Paradise 中本道代
遠くで雨がふっている
遠いところ
バルドよりも遠いところ
ブロギイナよりも遠いところ
晴れやかに
透明のしずくが群がって落ちる
そこに人は行けない
そこで人は死んでしまう
ある種の生きものにとっては
そこは何でもないところ
もっと遠くでも雨がふっている
硫酸の雨
そこに行こうとしただけで死んでしまう
すこしも近づくことができず
もっと遠くでも
もっと遠くでも
裏側の宇宙
晴れやかな
そこから想ってみることもできないほど遠くに
私たち
純粋なる接近
※
この詩人が感じている世界、見ようとしている世界、私たちに伝えようとしている世界、それはいずれにしろ、彼女が深くかかわる世界があるようです。

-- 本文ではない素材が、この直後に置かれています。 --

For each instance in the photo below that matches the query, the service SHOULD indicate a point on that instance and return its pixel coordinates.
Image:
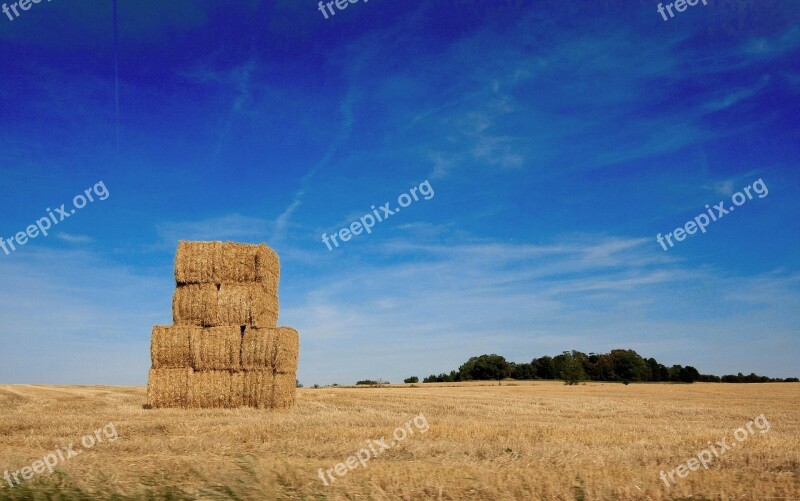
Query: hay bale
(249, 263)
(208, 305)
(211, 390)
(268, 266)
(168, 388)
(283, 391)
(257, 388)
(170, 346)
(230, 262)
(237, 390)
(252, 305)
(273, 348)
(198, 262)
(216, 348)
(195, 305)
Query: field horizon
(519, 440)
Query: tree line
(620, 365)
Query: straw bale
(250, 304)
(237, 390)
(216, 348)
(198, 262)
(273, 348)
(168, 388)
(195, 305)
(268, 266)
(283, 392)
(230, 262)
(257, 386)
(170, 348)
(211, 390)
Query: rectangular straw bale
(237, 390)
(170, 346)
(198, 262)
(273, 348)
(195, 305)
(216, 348)
(258, 389)
(268, 266)
(242, 263)
(210, 390)
(230, 262)
(283, 392)
(168, 388)
(247, 304)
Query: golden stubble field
(522, 440)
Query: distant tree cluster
(625, 366)
(369, 382)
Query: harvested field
(524, 440)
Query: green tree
(544, 368)
(629, 366)
(570, 367)
(485, 367)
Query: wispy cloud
(74, 239)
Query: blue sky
(559, 139)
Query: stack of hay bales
(225, 348)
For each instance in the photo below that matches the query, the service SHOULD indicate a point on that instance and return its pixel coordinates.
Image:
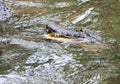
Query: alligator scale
(74, 36)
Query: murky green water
(27, 58)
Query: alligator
(81, 35)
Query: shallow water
(26, 57)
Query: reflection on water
(26, 57)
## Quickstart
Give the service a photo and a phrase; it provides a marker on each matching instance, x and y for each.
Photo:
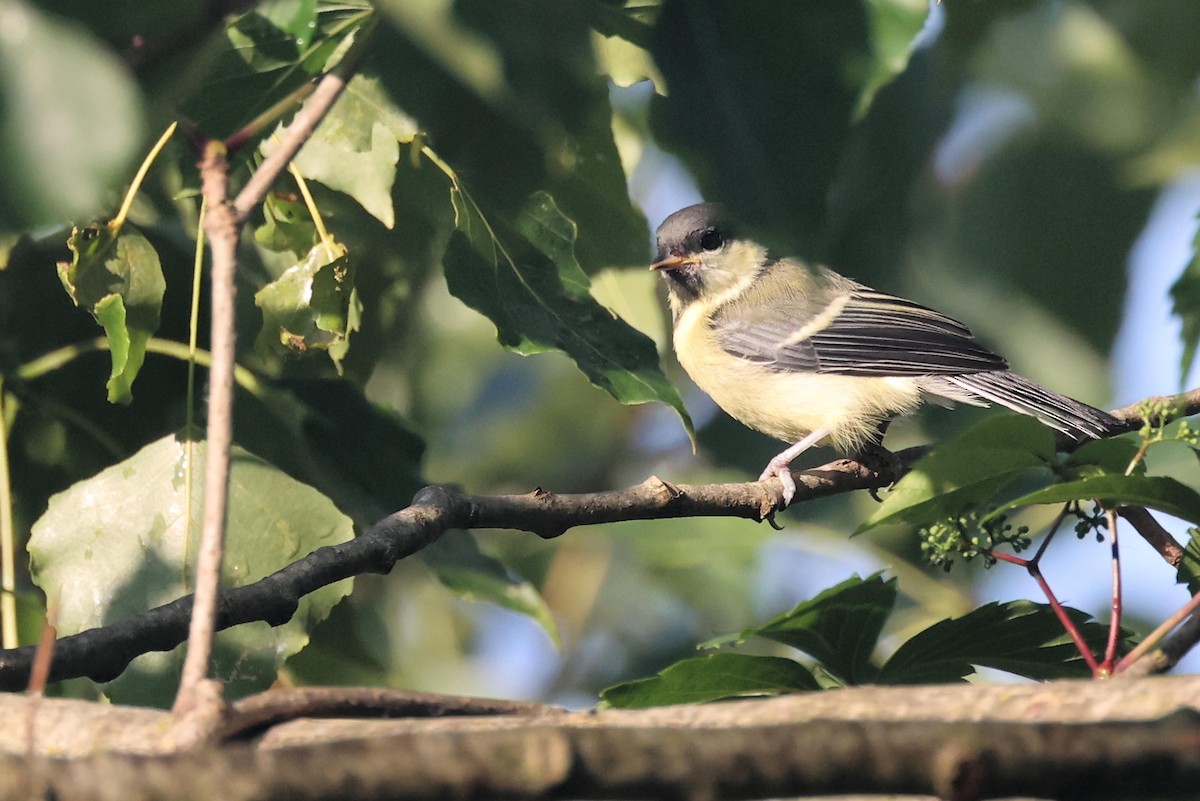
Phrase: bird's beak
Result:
(672, 263)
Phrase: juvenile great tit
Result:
(808, 356)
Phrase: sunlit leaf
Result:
(1156, 492)
(312, 306)
(126, 540)
(459, 562)
(119, 279)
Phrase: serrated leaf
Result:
(312, 306)
(297, 17)
(1189, 565)
(760, 102)
(361, 455)
(970, 470)
(839, 627)
(119, 279)
(1019, 637)
(894, 25)
(357, 146)
(713, 678)
(73, 120)
(459, 562)
(1157, 492)
(287, 226)
(125, 541)
(529, 284)
(1105, 456)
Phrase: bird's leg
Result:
(779, 465)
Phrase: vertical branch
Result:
(198, 703)
(221, 227)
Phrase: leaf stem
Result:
(61, 356)
(7, 537)
(127, 203)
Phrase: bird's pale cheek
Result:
(684, 282)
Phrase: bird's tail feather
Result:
(1067, 415)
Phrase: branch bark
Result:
(102, 654)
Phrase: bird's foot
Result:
(881, 462)
(779, 469)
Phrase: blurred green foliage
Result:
(993, 160)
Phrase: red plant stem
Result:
(1067, 622)
(1110, 649)
(1156, 636)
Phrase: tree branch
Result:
(102, 654)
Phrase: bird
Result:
(810, 357)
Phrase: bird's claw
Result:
(784, 474)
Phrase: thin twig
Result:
(222, 230)
(1110, 649)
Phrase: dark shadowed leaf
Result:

それは何かしら、この世には実在しない世界のようです。しかし、彼女にとっては<実在する>のかも
知れない。
<遠くで雨がふっている>その<遠いところ>はどこなのか?
バルドでもなければ、ブロギイナでもない。しかも、バルドは物語や神話に登場する土地や国の名前のようです。
彼女が説明すればするほど、遠いところはますます遠くなり、ますます、その現実世界からは遠くなるのです。それにもかかわらず、彼女はその場所について一生懸命私たちに何かを伝えようとしているようです。
話は突然飛びますが、以前私はイギリスの車椅子に乗った物理学者ホーキング博士のベビーユニバース(小さい宇宙)にびっくりし、感動したことがあります。
そのベビーユニバースは私のすぐ側に、その入口があるということでした。この詩を読んでいて、なぜか私はベビーユニバースのことを思い出したのです。
もしかしたら、人はそれぞれベビーユニバースのような世界を持っているのかも知れない。そこでは、日頃みんなと一緒に生きている場所では見えないものが見えるのかも知れない。
たとえば、硫酸の雨のような恐ろしい雨、それは宇宙の裏側にあるのか、意識の裏にあるのか、いずれにしても、遠くにあるのか、それともすぐ間近にあるような気がする、この詩を読みながら、こんなふうに思いました。